Personal information
- Full name: Jorge Herrando Oroz
- Date of birth: 28 February 2001 (age 25)
- Place of birth: Pamplona, Spain
- Height: 1.90 m (6 ft 3 in)
- Position: Centre-back

Team information
- Current team: Osasuna
- Number: 5

Youth career
- Osasuna

Senior career*
- Years: Team / Apps / (Gls)
- 2018–2023: Osasuna B / 94 / (8)
- 2020–: Osasuna / 66 / (1)
- 2021–2022: → Logroñés (loan) / 18 / (0)

International career^{‡}
- 2018–2019: Spain U18 / 4 / (0)
- 2025–: Basque Country / 1 / (0)

= Jorge Herrando =

Spanish footballer

Jorge Herrando Oroz (born 28 February 2001) is a Spanish professional footballer who plays for CA Osasuna as a central defender.

==Club career==
Born in Pamplona, Navarre, Herrando represented CA Osasuna as a youth. On 6 December 2017, while still a youth, he signed his first professional contract until 2019.

Herrando made his senior debut with the reserves on 13 May 2018, aged just 16, playing the last 16 minutes in a 4–0 Segunda División B away loss against CD Vitoria, as his side was already relegated.
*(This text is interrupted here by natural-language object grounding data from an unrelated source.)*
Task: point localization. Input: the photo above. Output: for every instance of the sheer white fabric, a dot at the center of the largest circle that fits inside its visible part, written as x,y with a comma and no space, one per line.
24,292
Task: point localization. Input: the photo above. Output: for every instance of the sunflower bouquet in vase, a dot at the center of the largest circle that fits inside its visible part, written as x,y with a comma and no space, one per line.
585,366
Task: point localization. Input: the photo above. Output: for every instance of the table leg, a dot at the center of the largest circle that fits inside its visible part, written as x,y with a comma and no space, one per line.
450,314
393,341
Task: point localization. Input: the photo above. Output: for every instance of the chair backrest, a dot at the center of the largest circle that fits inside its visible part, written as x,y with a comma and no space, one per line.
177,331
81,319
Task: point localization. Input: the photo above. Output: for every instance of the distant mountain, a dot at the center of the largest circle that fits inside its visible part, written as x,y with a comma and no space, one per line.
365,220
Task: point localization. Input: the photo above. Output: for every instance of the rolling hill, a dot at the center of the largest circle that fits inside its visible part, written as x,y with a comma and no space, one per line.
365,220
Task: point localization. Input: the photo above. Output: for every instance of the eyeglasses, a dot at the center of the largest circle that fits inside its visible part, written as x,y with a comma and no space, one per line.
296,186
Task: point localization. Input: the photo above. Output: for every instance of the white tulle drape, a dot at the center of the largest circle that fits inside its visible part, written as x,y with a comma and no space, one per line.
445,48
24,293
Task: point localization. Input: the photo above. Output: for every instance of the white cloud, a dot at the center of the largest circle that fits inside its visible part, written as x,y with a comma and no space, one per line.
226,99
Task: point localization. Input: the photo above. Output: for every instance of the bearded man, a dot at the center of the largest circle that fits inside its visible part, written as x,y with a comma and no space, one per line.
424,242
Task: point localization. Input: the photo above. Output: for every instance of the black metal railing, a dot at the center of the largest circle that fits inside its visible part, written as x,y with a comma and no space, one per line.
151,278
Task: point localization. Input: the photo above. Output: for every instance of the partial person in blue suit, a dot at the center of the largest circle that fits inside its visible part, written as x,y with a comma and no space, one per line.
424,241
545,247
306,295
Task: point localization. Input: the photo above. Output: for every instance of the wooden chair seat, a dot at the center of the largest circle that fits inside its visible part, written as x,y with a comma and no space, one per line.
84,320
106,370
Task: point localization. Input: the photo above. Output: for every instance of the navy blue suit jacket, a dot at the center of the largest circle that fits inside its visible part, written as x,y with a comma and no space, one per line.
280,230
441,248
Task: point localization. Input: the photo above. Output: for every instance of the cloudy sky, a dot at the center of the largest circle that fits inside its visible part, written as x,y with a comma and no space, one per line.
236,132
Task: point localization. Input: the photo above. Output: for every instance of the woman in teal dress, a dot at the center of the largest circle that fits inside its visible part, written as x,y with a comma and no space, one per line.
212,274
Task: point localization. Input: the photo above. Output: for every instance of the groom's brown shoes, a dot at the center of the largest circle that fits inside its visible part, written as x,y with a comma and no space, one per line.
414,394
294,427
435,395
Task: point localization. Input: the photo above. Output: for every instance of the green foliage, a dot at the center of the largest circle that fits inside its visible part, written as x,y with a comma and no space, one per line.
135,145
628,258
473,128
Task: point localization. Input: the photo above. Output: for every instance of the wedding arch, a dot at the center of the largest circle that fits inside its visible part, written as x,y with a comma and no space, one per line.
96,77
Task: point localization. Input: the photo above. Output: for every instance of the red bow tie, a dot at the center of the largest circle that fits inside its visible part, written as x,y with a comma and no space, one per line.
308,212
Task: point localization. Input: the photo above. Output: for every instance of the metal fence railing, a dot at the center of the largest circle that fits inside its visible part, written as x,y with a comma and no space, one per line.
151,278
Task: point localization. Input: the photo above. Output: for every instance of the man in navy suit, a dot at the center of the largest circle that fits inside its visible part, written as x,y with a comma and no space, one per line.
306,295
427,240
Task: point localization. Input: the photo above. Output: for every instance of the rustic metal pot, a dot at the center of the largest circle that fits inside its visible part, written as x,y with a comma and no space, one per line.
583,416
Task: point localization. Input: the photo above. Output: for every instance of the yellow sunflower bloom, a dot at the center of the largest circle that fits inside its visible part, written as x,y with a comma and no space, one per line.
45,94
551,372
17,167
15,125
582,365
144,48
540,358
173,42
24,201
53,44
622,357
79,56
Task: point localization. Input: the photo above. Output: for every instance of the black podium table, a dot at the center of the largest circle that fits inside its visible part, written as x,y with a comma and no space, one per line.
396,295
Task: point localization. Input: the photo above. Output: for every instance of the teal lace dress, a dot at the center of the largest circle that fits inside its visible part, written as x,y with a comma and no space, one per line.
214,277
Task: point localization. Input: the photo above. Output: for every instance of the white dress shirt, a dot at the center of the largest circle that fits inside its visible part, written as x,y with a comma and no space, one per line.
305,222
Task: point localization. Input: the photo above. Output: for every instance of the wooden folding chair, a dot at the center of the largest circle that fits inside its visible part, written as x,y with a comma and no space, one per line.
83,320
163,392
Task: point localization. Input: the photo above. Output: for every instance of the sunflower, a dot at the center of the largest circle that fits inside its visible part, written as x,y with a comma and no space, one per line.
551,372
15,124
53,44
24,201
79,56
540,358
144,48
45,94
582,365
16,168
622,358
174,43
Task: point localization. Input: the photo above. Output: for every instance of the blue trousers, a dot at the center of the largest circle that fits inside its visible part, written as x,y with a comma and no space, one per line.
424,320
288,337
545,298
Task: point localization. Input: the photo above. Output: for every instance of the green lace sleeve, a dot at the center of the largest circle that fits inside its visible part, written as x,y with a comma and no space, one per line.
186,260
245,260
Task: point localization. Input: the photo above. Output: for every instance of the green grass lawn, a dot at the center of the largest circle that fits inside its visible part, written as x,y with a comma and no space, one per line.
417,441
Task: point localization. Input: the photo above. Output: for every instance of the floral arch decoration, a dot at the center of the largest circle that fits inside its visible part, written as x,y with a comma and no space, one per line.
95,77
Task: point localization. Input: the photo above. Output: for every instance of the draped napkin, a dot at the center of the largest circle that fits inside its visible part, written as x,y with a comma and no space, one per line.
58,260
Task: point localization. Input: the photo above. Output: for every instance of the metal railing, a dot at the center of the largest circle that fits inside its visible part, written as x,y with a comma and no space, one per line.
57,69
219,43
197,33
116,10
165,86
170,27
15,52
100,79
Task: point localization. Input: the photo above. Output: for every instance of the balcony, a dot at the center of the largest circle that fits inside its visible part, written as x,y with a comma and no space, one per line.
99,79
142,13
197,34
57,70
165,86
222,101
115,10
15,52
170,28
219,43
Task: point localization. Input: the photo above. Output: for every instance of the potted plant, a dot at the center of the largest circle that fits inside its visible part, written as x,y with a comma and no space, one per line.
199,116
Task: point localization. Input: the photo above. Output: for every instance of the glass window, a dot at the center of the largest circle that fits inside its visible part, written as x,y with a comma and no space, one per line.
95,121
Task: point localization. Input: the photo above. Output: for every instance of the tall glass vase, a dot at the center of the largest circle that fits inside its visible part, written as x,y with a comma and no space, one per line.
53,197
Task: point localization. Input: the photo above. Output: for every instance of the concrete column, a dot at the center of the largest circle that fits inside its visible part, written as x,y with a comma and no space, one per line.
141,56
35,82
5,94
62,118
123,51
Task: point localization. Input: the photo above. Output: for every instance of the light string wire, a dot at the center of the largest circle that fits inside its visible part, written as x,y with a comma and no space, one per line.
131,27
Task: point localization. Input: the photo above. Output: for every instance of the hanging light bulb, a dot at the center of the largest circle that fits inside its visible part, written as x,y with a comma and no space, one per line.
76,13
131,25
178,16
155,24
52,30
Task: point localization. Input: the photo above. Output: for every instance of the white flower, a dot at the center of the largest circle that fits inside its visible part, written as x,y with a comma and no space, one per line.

He scored his first senior goal on 11 October, netting the equalizer in a 1–1 home draw against UDC Txantrea, and further extended his deal until 2022 on 1 November.

Herrando made his first team debut on 15 December 2020, coming on as a second-half substitute for goalscorer Kike Saverio in a 6–0 away routing of UD Tomares, for the season's Copa del Rey. The following 15 July, he renewed his contract until 2024 and was immediately loaned to Primera División RFEF side UD Logroñés, for one year.

Upon returning, Herrando was assigned to the B-side now also in the third division. He made his La Liga debut on 2 May 2023, starting and being sent off in a 1–0 away loss against FC Barcelona.

==International career==
Herrando was called up to the Basque Country national team for a friendly match against Palestine on 15 November 2025.